026 — CO2/H2O segmented bias comparison (diagnostic)#
Detect time-segmented between-chamber bias by running breakpoint detection on the chamber-difference series. Identifies when a sensor started drifting (vs. always offset). Diagnostic only.
Runs on the bundled synthetic sample (the synthetic dataset includes a
deliberate CO2_C2 linear drift segment in the second half of the week
— the breakpoint detector should find it).
import pandas as pd
from palmwtc.config import DataPaths
from palmwtc.qc import detect_breakpoints_ruptures, filter_major_breakpoints
paths = DataPaths.resolve()
print(paths.describe())
DataPaths (source=sample (bundled synthetic), site=libz):
raw_dir = /home/runner/work/palmwtc/palmwtc/src/palmwtc/data/sample/synthetic
processed_dir = /home/runner/work/palmwtc/palmwtc/src/palmwtc/data/sample/Data/Integrated_QC_Data
exports_dir = /home/runner/work/palmwtc/palmwtc/src/palmwtc/data/sample/exports
config_dir = /home/runner/work/palmwtc/palmwtc/src/palmwtc/data/sample/config
extras = <none>
qc_path = paths.raw_dir / "QC_Flagged_Data_synthetic.parquet"
df = pd.read_parquet(qc_path, columns=["TIMESTAMP", "CO2_C1", "CO2_C2"])
df = df.dropna()
df["co2_diff"] = df["CO2_C2"] - df["CO2_C1"]
print(f"{len(df)} rows | mean(C2-C1) = {df['co2_diff'].mean():.2f} ppm")
20070 rows | mean(C2-C1) = 0.24 ppm
# Detect breakpoints in the inter-chamber difference series.
try:
bps = detect_breakpoints_ruptures(df["co2_diff"].values, n_bkps=2, model="rbf")

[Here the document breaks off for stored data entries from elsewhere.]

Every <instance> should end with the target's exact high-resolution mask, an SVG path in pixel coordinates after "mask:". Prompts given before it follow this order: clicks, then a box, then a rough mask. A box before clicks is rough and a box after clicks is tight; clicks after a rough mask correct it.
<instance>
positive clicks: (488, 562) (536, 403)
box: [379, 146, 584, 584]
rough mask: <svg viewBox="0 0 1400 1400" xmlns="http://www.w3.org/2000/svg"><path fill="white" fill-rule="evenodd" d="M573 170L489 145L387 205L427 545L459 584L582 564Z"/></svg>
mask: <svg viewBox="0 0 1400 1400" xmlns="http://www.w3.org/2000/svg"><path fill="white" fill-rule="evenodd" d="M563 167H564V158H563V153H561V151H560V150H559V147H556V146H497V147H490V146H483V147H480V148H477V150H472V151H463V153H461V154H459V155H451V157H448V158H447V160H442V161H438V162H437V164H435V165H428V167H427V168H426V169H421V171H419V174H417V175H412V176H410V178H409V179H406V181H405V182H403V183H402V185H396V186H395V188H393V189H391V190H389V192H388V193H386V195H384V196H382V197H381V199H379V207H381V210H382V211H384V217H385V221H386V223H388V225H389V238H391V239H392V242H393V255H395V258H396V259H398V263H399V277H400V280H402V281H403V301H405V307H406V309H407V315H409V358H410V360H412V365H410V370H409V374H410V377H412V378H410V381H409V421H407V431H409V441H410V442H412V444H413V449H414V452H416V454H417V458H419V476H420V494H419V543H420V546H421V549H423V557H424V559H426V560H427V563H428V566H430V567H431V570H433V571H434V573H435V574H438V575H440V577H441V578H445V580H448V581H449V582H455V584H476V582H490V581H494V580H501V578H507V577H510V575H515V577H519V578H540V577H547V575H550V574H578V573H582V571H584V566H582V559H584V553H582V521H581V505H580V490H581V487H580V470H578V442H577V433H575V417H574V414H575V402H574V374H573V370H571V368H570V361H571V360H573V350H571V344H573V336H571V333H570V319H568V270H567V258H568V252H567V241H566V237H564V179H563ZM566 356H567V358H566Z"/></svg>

major = filter_major_breakpoints(bps, df["co2_diff"].values, min_jump=0.5)
print(f"Detected {len(bps)} candidate breakpoints, {len(major)} major")
if len(major):
idx = major[0]
print(f"First major breakpoint at row {idx} ~= {df['TIMESTAMP'].iloc[idx]}")
except Exception as e:
print(f"[skip] breakpoint detection: {e}")
[skip] breakpoint detection: detect_breakpoints_ruptures() missing 1 required positional argument: 'var_name'
On real data, a sudden breakpoint (vs gradual) typically points at a
sensor swap or recalibration event; a gradual breakpoint points at
slow drift. Cross-reference with docs/measurement_log/ to attribute.